This repository contains a comprehensive suite of supervised machine learning algorithms, providing a structured approach to predictive modeling. The implementation covers the entire machine learning pipeline, including Exploratory Data Analysis (EDA), data preprocessing, model training, and performance evaluation.
The project documents the transition from fundamental linear logic to advanced ensemble techniques:
- Simple Linear Regression (SLR): Modeling the linear relationship between a single independent and dependent variable.
- Multiple Linear Regression (MLR): Analyzing how multiple independent features (e.g., house size, bedrooms) influence a single target outcome.
- Polynomial Regression: Utilizing nth-degree polynomials to model non-linear and curvilinear relationships in data.
- Regularization (Ridge & Lasso): Implementing L1 and L2 regularization to manage model complexity, prevent overfitting, and perform feature selection.
- Logistic Regression: Binary classification using the Sigmoid function to predict class probabilities.
- K-Nearest Neighbors (KNN): An instance-based learning method that classifies data points based on their proximity in the feature space.
- Support Vector Machines (SVM): Determining optimal hyperplanes to separate classes, applied to diagnostic tasks such as Breast Cancer classification.
- Decision Trees: Hierarchical data splitting based on criteria like Gini Impurity and Entropy to create interpretable decision rules.

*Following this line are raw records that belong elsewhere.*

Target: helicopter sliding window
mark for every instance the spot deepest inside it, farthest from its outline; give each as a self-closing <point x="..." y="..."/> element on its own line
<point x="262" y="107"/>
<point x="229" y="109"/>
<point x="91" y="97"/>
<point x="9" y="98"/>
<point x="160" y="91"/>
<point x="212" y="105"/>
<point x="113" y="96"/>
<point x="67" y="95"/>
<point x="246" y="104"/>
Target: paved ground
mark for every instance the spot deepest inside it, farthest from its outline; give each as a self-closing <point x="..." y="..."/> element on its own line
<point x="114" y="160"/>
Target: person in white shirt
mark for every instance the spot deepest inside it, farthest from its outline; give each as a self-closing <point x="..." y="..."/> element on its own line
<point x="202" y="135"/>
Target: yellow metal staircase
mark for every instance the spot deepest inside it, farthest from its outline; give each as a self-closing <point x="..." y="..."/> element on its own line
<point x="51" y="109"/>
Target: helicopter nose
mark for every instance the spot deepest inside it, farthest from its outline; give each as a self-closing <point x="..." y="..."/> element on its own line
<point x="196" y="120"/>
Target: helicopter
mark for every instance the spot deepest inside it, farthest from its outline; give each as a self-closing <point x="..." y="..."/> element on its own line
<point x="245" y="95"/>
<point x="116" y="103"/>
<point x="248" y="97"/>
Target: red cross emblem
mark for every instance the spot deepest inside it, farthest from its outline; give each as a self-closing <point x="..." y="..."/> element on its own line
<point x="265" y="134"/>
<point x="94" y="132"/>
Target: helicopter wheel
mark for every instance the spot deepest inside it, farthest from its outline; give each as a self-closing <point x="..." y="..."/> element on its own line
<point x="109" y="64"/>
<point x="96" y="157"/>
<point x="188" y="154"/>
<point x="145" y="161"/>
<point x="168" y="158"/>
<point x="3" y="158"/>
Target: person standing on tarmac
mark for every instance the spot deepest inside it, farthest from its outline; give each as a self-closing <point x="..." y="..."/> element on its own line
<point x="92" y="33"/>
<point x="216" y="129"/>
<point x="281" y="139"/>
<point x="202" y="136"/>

- Naïve Bayes: A probabilistic classifier based on Bayes' Theorem, assuming independence between input features.
- Bagging (Bootstrap Aggregating): Training multiple independent models on data subsets to reduce variance (e.g., Random Forest logic).
- Boosting: Sequentially training models where each new model attempts to correct the errors of its predecessor to reduce bias.
- Stacking: Combining diverse base learners via a meta-model to integrate their predictions for enhanced accuracy.
The repository is organized into modular Jupyter Notebooks and supporting datasets:
- Implementation Notebooks: Core files including
SVM_BreastCancer.ipynb,MultipleLinearRegression_on_HousingDataset.ipynb, andSimpleLinearRegression_Demo.ipynb. - Notebook Documentation: Each notebook contains executable code, mathematical explanations, and result visualizations.
- Datasets: Includes standard benchmarks such as Housing, Student Performance, and Medical diagnostic data (e.g.,
housing.csv,Student_Performance.csv). - Reference Files: Includes
SML_Lab_Manual.docx,SML_Lab_List of Experiments.docx, and the course syllabus for technical context.
- Language: Python
- Core Libraries: Scikit-learn, NumPy, Pandas
- Visualization: Matplotlib, Seaborn
- Platform: Jupyter Notebook / Google Colab
Developed with a focus on robust software architecture and comprehensive result analysis.